At least the lowermost layer and the uppermost layer are formed of a metal containing tungsten, and the intermediate layer is provided with a multilayer electrode formed of a boron compound alloy, a carbide alloy, or a metal sulfide alloy as a gate electrode. Field effect type semiconductor device. 2. The field effect semiconductor device according to claim 1, wherein the intermediate layer of said multilayer electrode is lanthanum boride. 3. The multi-layer electrode is formed of tungsten silicide (WS).
i), lanthanum hexaboride (LaB ₆ ), tungsten (W)
3. The field effect type semiconductor device according to claim 2, wherein three layers are stacked. 4. A step of forming three or more heat-resistant metal layers having different etching characteristics on a semiconductor layer, and using a gas containing a halogen element, selectively using the lower metal layer as a stop layer and selectively using the upper metal layer. A step of exposing the underlying metal layer, a step of ion-implanting the semiconductor layer through the underlying metal layer, and a subsequent heat treatment step.

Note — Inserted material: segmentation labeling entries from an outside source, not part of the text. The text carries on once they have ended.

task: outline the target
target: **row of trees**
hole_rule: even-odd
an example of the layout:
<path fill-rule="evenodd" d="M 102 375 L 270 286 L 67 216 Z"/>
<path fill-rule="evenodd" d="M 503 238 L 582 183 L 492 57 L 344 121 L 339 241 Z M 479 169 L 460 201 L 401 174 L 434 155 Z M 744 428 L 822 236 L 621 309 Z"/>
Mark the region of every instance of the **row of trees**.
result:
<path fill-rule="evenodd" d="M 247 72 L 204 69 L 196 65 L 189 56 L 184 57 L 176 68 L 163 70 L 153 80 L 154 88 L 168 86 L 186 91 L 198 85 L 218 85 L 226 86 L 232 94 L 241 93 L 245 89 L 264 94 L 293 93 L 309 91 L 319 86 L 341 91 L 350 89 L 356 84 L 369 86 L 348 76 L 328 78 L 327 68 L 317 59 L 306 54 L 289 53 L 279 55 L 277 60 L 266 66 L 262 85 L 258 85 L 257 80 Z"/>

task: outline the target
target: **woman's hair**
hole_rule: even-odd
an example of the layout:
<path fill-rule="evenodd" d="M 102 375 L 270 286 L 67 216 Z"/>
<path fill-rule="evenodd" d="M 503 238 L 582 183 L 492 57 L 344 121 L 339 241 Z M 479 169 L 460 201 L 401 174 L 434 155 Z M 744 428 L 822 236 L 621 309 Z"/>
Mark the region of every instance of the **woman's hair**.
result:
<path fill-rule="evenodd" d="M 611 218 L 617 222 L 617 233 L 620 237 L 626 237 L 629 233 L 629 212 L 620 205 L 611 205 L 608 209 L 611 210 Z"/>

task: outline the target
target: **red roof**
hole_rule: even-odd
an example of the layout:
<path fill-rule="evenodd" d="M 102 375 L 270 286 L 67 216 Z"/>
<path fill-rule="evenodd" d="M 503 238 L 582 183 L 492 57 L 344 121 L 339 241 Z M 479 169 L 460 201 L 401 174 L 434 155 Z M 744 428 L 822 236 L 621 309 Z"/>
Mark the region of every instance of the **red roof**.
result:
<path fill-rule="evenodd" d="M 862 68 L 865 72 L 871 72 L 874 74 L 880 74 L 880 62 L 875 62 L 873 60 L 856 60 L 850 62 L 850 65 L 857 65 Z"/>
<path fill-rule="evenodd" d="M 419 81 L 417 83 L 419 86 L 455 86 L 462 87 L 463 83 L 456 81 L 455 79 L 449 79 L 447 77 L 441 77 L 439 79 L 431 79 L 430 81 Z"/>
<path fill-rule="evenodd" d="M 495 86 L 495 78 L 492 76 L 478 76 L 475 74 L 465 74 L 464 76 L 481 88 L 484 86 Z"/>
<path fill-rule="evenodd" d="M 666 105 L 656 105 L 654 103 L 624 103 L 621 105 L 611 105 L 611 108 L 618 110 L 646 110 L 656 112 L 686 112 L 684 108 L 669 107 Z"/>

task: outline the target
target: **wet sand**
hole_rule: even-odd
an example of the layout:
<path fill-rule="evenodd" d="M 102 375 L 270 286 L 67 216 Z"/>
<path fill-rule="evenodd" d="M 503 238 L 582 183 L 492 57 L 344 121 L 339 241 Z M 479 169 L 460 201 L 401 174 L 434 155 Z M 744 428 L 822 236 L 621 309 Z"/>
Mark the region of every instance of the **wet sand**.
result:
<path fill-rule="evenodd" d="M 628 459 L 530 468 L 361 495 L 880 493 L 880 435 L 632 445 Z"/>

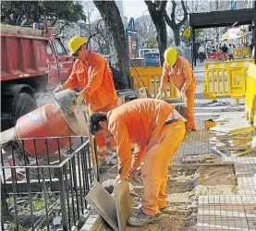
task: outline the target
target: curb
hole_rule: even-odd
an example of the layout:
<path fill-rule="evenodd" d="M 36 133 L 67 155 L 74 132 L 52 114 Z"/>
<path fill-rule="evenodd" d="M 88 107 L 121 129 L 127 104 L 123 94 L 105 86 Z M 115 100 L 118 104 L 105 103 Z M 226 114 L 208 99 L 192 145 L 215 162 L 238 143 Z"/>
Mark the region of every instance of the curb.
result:
<path fill-rule="evenodd" d="M 103 230 L 103 218 L 95 213 L 95 214 L 91 214 L 89 216 L 80 231 L 101 231 Z"/>

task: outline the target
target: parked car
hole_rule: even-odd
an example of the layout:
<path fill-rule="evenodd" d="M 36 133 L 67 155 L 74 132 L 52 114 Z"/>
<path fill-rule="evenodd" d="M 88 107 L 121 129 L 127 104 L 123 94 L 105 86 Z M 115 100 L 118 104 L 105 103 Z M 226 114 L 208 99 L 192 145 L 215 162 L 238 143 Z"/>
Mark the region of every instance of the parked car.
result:
<path fill-rule="evenodd" d="M 159 53 L 146 53 L 144 55 L 146 67 L 159 67 L 160 59 Z"/>

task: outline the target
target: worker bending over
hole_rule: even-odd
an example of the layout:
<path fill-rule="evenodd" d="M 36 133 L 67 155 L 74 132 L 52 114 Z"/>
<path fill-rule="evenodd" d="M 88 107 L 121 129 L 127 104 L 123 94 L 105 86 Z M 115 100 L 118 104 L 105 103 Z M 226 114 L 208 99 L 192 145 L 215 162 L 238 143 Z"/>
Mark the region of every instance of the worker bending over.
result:
<path fill-rule="evenodd" d="M 113 136 L 116 141 L 116 180 L 137 176 L 140 166 L 142 207 L 128 218 L 129 225 L 143 226 L 160 219 L 159 209 L 166 206 L 169 163 L 185 135 L 183 119 L 171 104 L 155 99 L 134 100 L 89 118 L 91 134 Z M 135 144 L 133 155 L 130 143 Z"/>
<path fill-rule="evenodd" d="M 159 93 L 156 98 L 161 99 L 162 92 L 165 90 L 169 78 L 172 79 L 175 87 L 179 91 L 180 96 L 186 103 L 186 131 L 196 130 L 194 122 L 194 100 L 196 91 L 196 79 L 190 68 L 189 62 L 179 55 L 173 47 L 165 52 L 165 63 Z"/>
<path fill-rule="evenodd" d="M 80 89 L 80 95 L 87 103 L 89 114 L 108 112 L 117 106 L 117 94 L 107 63 L 103 55 L 90 51 L 87 41 L 79 36 L 71 38 L 67 43 L 70 55 L 76 58 L 67 80 L 55 91 L 65 89 Z M 106 161 L 106 143 L 104 137 L 96 136 L 99 164 Z M 116 148 L 114 140 L 110 140 Z"/>

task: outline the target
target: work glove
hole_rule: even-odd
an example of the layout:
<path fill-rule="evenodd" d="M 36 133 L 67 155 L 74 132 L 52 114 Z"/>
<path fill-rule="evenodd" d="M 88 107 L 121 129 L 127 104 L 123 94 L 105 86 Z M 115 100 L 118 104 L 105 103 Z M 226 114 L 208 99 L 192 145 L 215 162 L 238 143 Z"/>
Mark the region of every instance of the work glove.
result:
<path fill-rule="evenodd" d="M 122 176 L 121 175 L 117 175 L 116 177 L 116 183 L 118 183 L 119 181 L 121 180 L 126 180 L 126 181 L 128 181 L 128 177 L 124 177 Z"/>
<path fill-rule="evenodd" d="M 155 99 L 161 100 L 162 99 L 162 91 L 159 91 L 156 95 Z"/>
<path fill-rule="evenodd" d="M 84 101 L 83 95 L 81 92 L 78 92 L 76 93 L 76 96 L 77 96 L 76 104 L 79 105 Z"/>
<path fill-rule="evenodd" d="M 63 91 L 63 90 L 64 90 L 63 86 L 62 86 L 62 85 L 59 85 L 59 86 L 57 86 L 57 87 L 54 90 L 54 92 L 56 93 L 56 92 L 59 92 L 59 91 Z"/>
<path fill-rule="evenodd" d="M 187 106 L 187 104 L 188 104 L 188 99 L 187 99 L 187 96 L 186 96 L 185 91 L 181 90 L 180 92 L 179 92 L 179 95 L 180 95 L 180 97 L 181 97 L 183 103 L 184 103 L 185 105 Z"/>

Production method. 5. A first heat-resistant metal layer and a second heat-resistant metal layer having different etching characteristics from each other on a semiconductor layer.
Sequentially forming electrodes made of a heat-resistant metal layer, and selectively using a gas containing a halogen element to partially cover the third heat-resistant metal layer using the second heat-resistant metal layer as a stop layer. Removing the second heat-resistant metal layer in a part of the region, implanting ions into the semiconductor layer through the exposed second heat-resistant metal layer, and forming an insulating film. Vertical processing of the insulating film by anisotropic dry etching method,
A field-effect-type semiconductor device comprising at least a step of forming a side wall, a step of implanting ions again into the semiconductor layer through the exposed second heat-resistant metal layer, and a step of subsequently performing a heat treatment. Manufacturing method. 6. The first heat-resistant metal layer is made of tungsten silicide (WSi), the second heat-resistant metal layer is made of lanthanum hexaboride (LaB ₆ ), and the third heat-resistant metal layer is 6. The method for manufacturing a field-effect semiconductor device according to claim 4, wherein said semiconductor device is made of tungsten (W).